With sustainability a focus when it comes to the outlook for the industry in general, there remains a frustrating lack of visibility. Said Marini: “Things are tougher than they were three or four years ago. In America they just had the elections, next year France will have its elections, we just changed our government two days ago. Then with the terrorist attacks here in France…with all these economic and geopolitical challenges, buyers are being very cautious and conservative. It’s not the best period we’ve seen.”
Pascaline Wilhelm, PV’s fashion director, also noted a shift to “lightness” but via “more opaque and rigid” fabrics. Case in point, a lightweight, compressed nylon with a stiff, papery touch that can be used for accessories that was introduced by Komatsu Seiren. The Japanese firm, which scooped this year’s Good Design Award for its Onibegie nylon and polyester fabrics dyed with natural pigments, also presented a color card with a spectrum of onion-based yellows, reds made using grape extract and greens made with olives. The aim, said sales director Takahiro Matsumura, is that in the future “clients will be able to bring things to us – something they’ve grown in their garden, say — and we’ll be able to develop colors from it.”
Fellow exhibitor Debs, meanwhile, introduced an innovative pleated material made from a cupro and polyester blend.
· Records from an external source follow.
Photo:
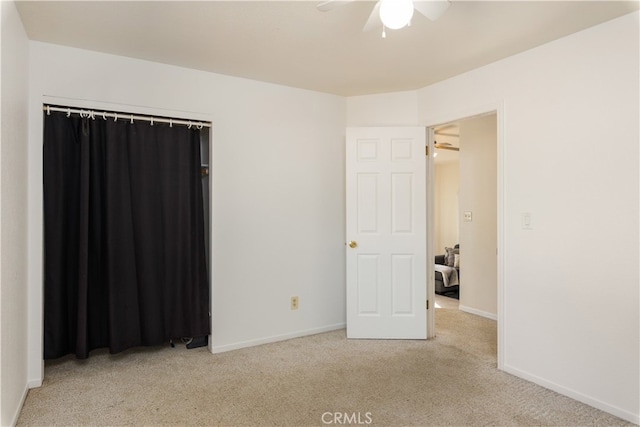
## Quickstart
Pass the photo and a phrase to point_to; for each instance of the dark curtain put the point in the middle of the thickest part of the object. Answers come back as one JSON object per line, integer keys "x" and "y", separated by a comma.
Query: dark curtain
{"x": 124, "y": 260}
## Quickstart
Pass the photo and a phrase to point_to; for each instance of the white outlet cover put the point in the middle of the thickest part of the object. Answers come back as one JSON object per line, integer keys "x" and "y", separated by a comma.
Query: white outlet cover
{"x": 526, "y": 221}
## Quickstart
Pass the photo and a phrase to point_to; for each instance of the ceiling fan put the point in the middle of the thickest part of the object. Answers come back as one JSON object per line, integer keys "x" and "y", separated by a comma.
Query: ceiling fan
{"x": 445, "y": 146}
{"x": 394, "y": 14}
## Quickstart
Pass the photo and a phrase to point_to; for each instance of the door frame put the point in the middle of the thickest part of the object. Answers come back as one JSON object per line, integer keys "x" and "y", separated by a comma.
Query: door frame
{"x": 447, "y": 116}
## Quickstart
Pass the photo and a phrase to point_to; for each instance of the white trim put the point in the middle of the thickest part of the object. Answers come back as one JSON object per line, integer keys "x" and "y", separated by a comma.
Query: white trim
{"x": 498, "y": 108}
{"x": 431, "y": 285}
{"x": 18, "y": 410}
{"x": 477, "y": 312}
{"x": 277, "y": 338}
{"x": 580, "y": 397}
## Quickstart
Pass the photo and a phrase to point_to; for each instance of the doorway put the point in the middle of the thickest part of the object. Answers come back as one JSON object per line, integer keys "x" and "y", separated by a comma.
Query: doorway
{"x": 466, "y": 200}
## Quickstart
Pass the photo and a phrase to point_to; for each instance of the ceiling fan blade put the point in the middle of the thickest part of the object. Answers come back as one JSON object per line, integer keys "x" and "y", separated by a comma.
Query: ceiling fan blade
{"x": 374, "y": 19}
{"x": 328, "y": 5}
{"x": 432, "y": 9}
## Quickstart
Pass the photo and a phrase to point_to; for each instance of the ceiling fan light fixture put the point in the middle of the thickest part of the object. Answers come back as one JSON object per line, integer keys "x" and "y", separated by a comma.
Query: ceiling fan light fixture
{"x": 396, "y": 14}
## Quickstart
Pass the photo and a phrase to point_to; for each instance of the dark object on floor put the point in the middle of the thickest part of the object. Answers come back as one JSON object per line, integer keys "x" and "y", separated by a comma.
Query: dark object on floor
{"x": 198, "y": 342}
{"x": 454, "y": 294}
{"x": 440, "y": 288}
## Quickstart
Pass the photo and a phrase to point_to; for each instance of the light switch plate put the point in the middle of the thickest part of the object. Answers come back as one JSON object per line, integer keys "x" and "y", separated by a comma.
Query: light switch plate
{"x": 526, "y": 221}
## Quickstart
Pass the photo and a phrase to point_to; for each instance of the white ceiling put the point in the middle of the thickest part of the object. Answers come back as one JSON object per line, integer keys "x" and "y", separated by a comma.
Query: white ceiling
{"x": 292, "y": 43}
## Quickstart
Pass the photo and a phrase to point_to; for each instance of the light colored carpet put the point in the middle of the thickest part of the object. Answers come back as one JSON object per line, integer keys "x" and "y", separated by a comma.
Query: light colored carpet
{"x": 449, "y": 381}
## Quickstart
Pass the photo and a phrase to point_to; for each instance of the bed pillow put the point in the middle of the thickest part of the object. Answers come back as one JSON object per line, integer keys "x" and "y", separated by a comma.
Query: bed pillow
{"x": 450, "y": 255}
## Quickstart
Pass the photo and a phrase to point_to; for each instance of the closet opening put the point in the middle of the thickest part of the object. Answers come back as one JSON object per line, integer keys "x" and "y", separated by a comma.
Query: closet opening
{"x": 127, "y": 234}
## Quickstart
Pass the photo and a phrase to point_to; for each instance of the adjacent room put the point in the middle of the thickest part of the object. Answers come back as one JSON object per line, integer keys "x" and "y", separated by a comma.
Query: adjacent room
{"x": 517, "y": 99}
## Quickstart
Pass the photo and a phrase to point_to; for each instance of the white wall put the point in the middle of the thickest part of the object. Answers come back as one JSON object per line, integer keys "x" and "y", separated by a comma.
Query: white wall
{"x": 385, "y": 109}
{"x": 14, "y": 49}
{"x": 478, "y": 195}
{"x": 568, "y": 321}
{"x": 278, "y": 185}
{"x": 446, "y": 182}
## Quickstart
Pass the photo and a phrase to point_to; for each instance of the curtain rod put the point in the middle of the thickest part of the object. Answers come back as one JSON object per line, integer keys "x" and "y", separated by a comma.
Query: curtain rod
{"x": 126, "y": 116}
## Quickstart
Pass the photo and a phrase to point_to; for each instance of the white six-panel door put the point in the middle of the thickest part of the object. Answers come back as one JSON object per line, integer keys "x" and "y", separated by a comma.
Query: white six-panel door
{"x": 386, "y": 232}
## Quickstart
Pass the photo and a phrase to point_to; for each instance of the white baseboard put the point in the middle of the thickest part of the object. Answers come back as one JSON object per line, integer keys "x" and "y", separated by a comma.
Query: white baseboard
{"x": 275, "y": 338}
{"x": 477, "y": 312}
{"x": 34, "y": 383}
{"x": 16, "y": 414}
{"x": 598, "y": 404}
Eve Corrigan, president of French tweed specialist Malhia Kent, which presented a line of stretch Lycra polyamide fabrics geared to the swimwear and dress markets, with raised, embroidery-style motifs, cited growing demand for made-in-Europe fabrics from brands. “They’re finally understanding that you can’t sell luxury using five-euro fabrics. The client is no longer willing to be duped.”
Malhia Kent’s collection brimmed with highly elaborate designs like one vibrant tweed made up of 80 warp and eight weft threads. The company six months ago also started developing its own threads, working with partners in France and Italy. “The fabrics speak for themselves, you can see the level of research that has gone into them.”
Busy stands in the leather section included Italian tannery Chiorino Technology which specializes in polyurethane-coated skins with special finishes and effects like a rubbery touch or printed surfaces. The company works with brands including Gucci, Fendi and Michael Kors. New innovations included reversible skins with different treatments on each side that were proving popular among accessories designers.
Designers lauded the timing and location of the event — in central Paris in the former site of the historic Paris stock exchange – as well as the tight edit of the collections.
“It’s so nice to have it take place in the center and the main PV show comes so close to the shows that it’s hard to focus. Here we can take the time, I’m here looking for some small producers to do developments using my own colors,” said Wanda Nylon’s Johanna Senyk who is preparing to launch a bag collection. “There will be a mix of materials — leather, fur, rubber.”
“What I like here is you find all these decorative fabrics, structures, laces and colors,” said German designer Frauke Gembalies, citing sky blue, nice yellows and classics like dark olives and navy among key shades. “I think everybody wants to concentrate, even if with fabrics you need a lot of choice, and that’s why I think this platform makes sense. It’s more niche and selective. We’re not overloaded.” Discussing market challenges, she said: “People are very sensitive to price because everything is going up, you can feel it.”
“The setting is wonderful, you have the time to think about the new collection, to take time to have exchanges and get ahead on the new season,” echoed Gustavo Lins who lauded Darquer’s “edgy” range of laces. “It has convinced me to work with lace for the first time,” added the designer who in March will open his new gallery-cum-studio on Paris’ Rue Saint-Martin where he will present a men’s and women’s jewelry collection – in porcelain, silver, fur and crocodile — as well as a capsule of wardrobe basics. “Contemporary designs in nice fabrics,” said Lins.
Exhibitor Laurent Garigue also lauded the show’s intimate approach. “It reminds me of how shows used to be organized back in the good old days, where shows were targeted towards the right type of consumer. Over the years, the European textile market has tried to become everything for everybody,” he said. “I also like the wide-open stands. It feels more like a forum, which this old stock market was. You had people screaming and shouting here and placing orders for stocks and shares. It still resonates here, even though customers are not placing orders they’re just looking. It’s way to early for the market.”